This weekend has been fabulous. It's been spent spending time with my family. Ive seen my brother for the first time in ages and yesterday was a day that was entirely free. So we had a cuppa by the lake, the girls got together for some facials and makeovers, then we went out for dinner, then finished the night with another beautiful birthday cake! I am so grateful and lucky to have such a beautiful and loving family! :)
My brother asked me over the weekend "what's your career?!" and I replied "My only career is to enjoy life". Sounds very abstract. But I feel it's true. I mean statistics say that we all will have at least 7 careers before our lifetime is over. So technically that's not a career if you change it, is it? It's a job. Now, I'm not saying that people who want a lifelong career in something aren't correct in wanting that. I'm saying for me, I now understand that I will probably never have that. I have the personality that wants to conintually try new things, explore and once I do something well, I want to have a go at something new.
To enjoy life.
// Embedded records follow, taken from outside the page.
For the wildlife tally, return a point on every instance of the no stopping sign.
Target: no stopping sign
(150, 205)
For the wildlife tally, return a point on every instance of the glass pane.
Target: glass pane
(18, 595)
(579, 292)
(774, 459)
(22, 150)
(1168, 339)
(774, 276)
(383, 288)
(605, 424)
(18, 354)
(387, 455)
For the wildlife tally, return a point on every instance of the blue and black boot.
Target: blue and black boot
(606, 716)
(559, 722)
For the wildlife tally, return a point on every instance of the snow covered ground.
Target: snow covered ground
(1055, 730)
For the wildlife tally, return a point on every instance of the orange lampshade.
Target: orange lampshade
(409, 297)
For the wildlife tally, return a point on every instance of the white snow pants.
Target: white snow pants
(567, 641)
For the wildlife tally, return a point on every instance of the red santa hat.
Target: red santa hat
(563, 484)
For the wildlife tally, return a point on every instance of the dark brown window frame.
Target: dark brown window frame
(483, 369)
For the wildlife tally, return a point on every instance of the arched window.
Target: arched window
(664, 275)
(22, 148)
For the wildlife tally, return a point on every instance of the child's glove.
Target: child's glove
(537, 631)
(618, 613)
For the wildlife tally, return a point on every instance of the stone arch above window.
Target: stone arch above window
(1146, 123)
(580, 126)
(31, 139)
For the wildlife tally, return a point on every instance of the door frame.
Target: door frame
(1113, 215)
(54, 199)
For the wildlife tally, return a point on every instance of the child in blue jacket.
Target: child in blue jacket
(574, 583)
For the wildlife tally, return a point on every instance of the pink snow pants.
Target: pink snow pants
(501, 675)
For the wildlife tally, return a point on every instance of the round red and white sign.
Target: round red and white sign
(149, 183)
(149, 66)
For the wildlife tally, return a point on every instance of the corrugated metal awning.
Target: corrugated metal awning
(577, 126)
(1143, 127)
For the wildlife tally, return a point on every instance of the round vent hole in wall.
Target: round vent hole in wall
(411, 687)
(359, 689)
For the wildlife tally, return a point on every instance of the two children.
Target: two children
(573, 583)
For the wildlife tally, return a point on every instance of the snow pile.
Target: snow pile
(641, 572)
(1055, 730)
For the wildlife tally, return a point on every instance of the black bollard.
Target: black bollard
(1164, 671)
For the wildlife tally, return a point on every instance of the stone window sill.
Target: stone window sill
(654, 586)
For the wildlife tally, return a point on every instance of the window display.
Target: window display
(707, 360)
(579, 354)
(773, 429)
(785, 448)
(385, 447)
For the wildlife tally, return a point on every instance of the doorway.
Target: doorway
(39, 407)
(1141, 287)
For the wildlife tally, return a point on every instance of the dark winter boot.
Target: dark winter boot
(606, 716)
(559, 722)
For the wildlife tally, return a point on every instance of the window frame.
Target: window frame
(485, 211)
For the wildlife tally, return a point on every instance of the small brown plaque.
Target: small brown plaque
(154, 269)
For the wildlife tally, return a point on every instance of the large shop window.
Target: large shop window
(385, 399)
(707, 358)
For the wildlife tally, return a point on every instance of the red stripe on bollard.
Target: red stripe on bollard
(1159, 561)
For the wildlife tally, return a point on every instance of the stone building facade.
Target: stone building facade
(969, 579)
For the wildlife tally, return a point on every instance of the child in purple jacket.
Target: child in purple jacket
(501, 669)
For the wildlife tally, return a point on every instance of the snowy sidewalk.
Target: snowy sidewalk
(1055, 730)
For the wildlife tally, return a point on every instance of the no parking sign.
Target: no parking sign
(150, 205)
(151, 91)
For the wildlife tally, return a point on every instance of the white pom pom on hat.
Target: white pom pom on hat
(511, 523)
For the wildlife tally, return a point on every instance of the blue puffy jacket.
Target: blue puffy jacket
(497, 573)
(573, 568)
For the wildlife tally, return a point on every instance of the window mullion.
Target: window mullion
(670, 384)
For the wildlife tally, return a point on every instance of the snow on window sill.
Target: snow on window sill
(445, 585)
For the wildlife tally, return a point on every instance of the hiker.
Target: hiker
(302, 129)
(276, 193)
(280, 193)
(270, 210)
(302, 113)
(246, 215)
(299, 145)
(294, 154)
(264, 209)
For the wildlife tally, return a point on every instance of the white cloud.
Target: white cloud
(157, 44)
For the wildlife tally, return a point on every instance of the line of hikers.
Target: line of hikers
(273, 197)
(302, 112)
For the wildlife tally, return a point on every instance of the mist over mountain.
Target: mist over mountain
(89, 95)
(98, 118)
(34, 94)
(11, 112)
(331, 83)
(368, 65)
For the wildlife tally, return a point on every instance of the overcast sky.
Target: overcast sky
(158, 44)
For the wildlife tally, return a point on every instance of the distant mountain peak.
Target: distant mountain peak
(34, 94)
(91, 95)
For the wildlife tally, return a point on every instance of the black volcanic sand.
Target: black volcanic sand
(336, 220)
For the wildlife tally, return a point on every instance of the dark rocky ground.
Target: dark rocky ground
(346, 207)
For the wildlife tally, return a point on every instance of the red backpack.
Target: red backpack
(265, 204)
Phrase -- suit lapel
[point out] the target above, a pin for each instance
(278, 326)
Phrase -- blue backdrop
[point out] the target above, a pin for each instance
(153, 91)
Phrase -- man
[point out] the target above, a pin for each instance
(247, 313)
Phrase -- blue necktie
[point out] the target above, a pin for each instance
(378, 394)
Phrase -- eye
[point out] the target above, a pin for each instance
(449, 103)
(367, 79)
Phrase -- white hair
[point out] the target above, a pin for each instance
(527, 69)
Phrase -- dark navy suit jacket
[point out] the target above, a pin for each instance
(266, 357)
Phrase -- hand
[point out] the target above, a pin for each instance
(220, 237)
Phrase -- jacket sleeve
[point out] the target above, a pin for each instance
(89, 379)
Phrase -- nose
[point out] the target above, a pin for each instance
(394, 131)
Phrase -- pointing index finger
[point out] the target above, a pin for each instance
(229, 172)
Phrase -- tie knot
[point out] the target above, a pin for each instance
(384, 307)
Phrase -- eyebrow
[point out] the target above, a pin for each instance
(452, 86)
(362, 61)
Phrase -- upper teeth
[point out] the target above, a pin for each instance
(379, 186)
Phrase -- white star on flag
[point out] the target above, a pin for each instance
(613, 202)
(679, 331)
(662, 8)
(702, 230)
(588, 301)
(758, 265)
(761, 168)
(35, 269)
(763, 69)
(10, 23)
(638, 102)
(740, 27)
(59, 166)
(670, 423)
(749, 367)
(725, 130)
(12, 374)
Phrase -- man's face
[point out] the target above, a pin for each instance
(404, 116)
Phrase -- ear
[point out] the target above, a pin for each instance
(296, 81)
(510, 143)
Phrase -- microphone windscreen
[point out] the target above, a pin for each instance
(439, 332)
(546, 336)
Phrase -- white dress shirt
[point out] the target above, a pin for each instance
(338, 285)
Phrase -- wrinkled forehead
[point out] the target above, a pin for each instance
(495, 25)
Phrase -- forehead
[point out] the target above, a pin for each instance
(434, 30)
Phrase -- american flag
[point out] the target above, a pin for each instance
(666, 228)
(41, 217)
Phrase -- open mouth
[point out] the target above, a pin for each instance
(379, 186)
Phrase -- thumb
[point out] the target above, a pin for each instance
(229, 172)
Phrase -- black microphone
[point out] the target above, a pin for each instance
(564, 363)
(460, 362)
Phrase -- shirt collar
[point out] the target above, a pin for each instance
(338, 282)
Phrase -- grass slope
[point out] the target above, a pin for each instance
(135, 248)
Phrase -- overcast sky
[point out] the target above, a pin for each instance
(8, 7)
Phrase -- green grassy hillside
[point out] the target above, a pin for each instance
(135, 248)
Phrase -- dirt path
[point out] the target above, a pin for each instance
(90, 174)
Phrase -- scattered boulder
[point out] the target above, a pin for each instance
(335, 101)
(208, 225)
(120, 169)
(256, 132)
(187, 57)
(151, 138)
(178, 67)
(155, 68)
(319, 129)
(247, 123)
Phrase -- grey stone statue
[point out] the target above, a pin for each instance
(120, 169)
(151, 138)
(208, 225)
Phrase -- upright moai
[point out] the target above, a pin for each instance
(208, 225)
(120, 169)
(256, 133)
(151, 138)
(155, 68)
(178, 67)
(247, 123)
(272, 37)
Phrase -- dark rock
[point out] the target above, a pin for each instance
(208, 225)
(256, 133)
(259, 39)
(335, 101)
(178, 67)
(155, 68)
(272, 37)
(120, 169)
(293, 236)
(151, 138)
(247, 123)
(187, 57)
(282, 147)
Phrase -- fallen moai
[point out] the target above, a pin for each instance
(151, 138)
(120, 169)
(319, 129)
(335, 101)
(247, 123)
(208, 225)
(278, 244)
After my accident I vowed not to think so much (yes, it can be a serious downfall) and if something were to fall into my lap, I would say yes instead of thinking if it was meant to be or not. I still get some anxiety around this - thinking (haha!) that if I say yes to everything my new balanced life will be over-run with doing 'things' instead of enjoyment. But I keep reminding myself that if it doesn't work out, it's ok to say so and let go.
So tomorrow I am off to Mornington to pick up a dog for a beautiful company called "dogs for kids with disabilities" to begin his training, as hopefully an assistance dog. Buddy and I will have another dog living with us for around 6 weeks - and if all goes well we will continue to start a dogs training for awhile. Very exciting!
So be adventurous..say yes..experience something new!